WolfCop

Another WolfCop (2017)

Another WolfCop first published by SciFiNow

“You’re a loser – it’s just a fact,” states ‘visionary business maverick’ Sydney Swallows (Yannick Bisson), at the beginning of Another WolfCop, looking directly into the camera as he films an ad spot to promote new product “Chicken Milk Stout”. Hawking beer to the low-rent citizens of smalltown Woodhaven, who live only for drinking, hunting and hockey,  is like peddling candy to children – and by making this suspicious-sounding beverage in the old brewery that he has also converted into a new ice hockey arena, Swallows knows his way right into the locals’ hearts.

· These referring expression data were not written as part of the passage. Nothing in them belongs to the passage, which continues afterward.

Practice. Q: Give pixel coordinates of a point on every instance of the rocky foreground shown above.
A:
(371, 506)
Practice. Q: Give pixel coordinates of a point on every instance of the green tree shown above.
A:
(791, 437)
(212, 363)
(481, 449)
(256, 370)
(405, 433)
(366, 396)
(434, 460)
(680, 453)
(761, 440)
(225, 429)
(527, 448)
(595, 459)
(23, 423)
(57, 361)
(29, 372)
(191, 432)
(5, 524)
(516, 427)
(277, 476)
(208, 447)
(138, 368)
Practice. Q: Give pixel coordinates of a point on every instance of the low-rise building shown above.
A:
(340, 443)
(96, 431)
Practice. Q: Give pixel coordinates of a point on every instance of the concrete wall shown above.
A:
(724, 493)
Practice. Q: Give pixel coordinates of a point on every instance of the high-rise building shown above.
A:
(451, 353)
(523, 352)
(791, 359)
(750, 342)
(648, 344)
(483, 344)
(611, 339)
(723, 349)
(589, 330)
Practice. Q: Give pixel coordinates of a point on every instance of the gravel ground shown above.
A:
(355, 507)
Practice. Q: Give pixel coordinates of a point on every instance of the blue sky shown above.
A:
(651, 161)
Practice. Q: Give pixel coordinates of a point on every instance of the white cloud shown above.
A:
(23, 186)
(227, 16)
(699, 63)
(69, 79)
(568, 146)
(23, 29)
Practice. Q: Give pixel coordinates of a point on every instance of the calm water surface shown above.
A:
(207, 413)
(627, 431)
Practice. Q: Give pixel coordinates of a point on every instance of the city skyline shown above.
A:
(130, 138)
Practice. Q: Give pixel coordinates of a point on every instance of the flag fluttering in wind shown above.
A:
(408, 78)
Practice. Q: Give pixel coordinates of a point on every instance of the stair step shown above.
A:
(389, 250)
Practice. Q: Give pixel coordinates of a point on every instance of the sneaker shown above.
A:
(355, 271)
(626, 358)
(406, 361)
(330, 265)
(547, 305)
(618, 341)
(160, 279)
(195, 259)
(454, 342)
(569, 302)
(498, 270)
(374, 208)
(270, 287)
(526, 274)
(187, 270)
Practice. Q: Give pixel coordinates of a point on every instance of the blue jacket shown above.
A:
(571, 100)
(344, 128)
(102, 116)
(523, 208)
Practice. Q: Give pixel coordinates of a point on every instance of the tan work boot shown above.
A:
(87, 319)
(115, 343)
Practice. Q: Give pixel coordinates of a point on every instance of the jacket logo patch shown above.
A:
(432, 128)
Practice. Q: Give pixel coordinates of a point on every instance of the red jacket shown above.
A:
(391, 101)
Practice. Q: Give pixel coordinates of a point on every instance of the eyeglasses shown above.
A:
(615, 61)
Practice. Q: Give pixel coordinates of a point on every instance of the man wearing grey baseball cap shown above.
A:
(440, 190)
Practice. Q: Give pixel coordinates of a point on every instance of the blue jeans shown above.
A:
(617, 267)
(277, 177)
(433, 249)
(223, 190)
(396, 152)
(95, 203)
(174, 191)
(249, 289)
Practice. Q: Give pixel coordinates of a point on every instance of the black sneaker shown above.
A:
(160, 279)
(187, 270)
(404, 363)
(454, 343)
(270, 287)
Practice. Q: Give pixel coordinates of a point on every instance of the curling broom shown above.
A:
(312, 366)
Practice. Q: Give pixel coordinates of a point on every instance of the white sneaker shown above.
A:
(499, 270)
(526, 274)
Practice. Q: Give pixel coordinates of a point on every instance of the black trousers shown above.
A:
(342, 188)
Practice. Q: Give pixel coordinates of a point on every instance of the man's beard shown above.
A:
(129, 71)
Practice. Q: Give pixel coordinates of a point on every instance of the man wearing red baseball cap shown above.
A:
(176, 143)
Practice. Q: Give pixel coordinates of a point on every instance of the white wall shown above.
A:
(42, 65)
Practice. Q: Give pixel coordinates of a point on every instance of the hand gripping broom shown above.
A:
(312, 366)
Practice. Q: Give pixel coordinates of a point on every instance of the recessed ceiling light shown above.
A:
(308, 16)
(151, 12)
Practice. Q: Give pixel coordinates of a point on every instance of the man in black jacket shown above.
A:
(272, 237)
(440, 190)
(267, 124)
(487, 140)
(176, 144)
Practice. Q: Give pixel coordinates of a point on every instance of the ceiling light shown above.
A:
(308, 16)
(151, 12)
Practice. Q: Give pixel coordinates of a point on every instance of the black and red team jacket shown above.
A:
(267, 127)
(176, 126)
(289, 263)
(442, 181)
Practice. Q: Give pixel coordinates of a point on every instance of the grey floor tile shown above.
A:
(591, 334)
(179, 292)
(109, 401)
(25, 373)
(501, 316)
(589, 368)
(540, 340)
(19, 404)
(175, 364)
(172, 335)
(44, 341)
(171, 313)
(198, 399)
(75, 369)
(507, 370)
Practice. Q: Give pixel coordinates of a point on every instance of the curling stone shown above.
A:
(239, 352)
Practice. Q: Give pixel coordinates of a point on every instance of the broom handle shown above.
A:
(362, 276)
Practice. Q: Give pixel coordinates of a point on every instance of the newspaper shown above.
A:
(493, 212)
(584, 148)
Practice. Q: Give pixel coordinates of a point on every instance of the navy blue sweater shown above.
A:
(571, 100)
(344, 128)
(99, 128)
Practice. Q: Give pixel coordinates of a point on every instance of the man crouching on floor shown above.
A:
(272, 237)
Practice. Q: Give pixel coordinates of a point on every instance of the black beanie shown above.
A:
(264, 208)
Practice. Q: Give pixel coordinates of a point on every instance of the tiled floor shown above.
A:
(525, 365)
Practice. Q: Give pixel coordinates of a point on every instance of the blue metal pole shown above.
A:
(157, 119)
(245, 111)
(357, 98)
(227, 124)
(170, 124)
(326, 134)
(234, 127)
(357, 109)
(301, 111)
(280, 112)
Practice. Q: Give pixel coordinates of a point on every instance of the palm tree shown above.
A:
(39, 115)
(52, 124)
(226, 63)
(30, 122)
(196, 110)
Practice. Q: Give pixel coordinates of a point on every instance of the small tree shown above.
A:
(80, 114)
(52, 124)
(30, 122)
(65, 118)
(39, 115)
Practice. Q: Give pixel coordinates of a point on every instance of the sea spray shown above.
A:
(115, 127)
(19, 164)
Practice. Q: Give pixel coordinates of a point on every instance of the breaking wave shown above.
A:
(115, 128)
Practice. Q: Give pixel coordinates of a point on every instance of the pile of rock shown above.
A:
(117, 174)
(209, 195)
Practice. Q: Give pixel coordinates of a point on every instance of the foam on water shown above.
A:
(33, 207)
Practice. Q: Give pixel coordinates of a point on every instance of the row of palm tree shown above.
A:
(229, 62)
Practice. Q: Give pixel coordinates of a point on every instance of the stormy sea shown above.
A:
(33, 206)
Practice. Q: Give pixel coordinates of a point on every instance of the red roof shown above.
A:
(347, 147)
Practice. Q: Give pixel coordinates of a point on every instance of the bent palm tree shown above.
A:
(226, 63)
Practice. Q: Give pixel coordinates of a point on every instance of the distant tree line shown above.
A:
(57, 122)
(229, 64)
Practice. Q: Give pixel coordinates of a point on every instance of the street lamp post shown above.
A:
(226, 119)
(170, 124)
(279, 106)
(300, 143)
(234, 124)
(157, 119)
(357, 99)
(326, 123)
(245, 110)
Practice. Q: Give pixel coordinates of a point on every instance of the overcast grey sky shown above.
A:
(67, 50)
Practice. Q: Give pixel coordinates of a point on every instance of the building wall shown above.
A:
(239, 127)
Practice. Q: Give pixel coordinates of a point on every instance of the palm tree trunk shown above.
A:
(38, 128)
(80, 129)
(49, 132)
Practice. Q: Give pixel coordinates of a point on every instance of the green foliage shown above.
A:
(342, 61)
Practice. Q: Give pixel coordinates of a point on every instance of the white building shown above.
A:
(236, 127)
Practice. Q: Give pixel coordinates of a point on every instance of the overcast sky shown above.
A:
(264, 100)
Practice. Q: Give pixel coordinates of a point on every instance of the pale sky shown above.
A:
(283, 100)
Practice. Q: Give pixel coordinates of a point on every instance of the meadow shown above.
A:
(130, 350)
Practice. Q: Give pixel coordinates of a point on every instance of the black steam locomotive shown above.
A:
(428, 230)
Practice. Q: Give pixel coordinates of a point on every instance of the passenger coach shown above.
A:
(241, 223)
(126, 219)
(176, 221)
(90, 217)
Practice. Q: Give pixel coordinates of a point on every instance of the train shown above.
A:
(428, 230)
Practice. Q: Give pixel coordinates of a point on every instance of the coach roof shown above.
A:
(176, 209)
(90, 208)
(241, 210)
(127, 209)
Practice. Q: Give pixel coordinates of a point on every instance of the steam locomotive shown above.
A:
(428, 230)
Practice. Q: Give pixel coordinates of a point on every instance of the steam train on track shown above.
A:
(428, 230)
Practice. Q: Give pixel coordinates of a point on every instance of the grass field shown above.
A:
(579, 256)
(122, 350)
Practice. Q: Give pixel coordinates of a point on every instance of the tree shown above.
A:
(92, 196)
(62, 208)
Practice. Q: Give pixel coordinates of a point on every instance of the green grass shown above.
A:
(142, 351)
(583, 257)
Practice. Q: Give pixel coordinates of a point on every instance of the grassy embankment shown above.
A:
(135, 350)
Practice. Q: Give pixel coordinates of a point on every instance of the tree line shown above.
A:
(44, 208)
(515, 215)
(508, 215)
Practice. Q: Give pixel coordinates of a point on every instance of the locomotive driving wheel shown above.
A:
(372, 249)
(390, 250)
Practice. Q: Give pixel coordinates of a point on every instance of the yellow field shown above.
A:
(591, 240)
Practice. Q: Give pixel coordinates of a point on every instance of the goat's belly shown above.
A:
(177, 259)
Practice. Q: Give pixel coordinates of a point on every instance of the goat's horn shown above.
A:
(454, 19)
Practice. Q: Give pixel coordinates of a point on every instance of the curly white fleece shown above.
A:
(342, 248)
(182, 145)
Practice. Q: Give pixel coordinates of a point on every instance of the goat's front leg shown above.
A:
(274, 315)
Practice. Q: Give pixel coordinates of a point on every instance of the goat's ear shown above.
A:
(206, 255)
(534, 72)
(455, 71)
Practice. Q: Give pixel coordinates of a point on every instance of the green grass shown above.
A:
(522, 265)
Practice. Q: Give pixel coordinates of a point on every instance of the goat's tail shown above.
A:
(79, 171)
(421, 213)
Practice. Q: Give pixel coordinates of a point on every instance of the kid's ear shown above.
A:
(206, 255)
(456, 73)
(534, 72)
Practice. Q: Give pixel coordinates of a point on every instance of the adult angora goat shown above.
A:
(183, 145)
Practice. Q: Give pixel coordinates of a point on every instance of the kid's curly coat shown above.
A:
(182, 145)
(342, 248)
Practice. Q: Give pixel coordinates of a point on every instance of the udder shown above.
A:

Of course Woodhaven, a nowheresville community seemingly stuck in the Reagan era, was already established in Lowell Dean’s horror comedy WolfCop (2014) as an improbable epicentre for lycanthropic activity and power-hungry shape-shifting aliens – and now, as Swallows plots to use his new product to transform the people of Woodhaven into unwilling ‘shifter’ incubators, werewolf cop Lou Garou (Leo Fafard) is on the case, helped by strait-laced Sergeant Tina Walsh (Amy Matysio), back-from-the-dead buddy Willie Higgins (Jonathan Cherry), and Willie’s occultism-obsessed sister Kat (Serena Miller). 

Another WolfCop‘s plot is a disposable amalgam of villainous sci-fi conspiracy and monster mayhem, but provides the necessary frame for all manner of crude, surreal and frankly hilarious shenanigans. Now Lou has an equally animalistic sexual partner, and shares with her a wildly silly sex scene that outdoes the one in the first film. Now Willie comes with a talking, moustachioed willy that serves as his penile id (not that Willie is capable of self-restraint anyway). All this is accompanied by the red-blue-green lighting scheme, practical gore effects, and synth-driven score of a genre film from the Eighties – and culminates in a hyperviolent ice-rink fight, complete with cheerleaders. The lowest-common-denominator gags, designed to be swallowed by the loser idiot in all of us, will have stout-filled viewers howling with laughter.     

Strap: Lowell Dean’s hybrid SF-horror-comedy sequel unleashes more small-town Canadian silliness.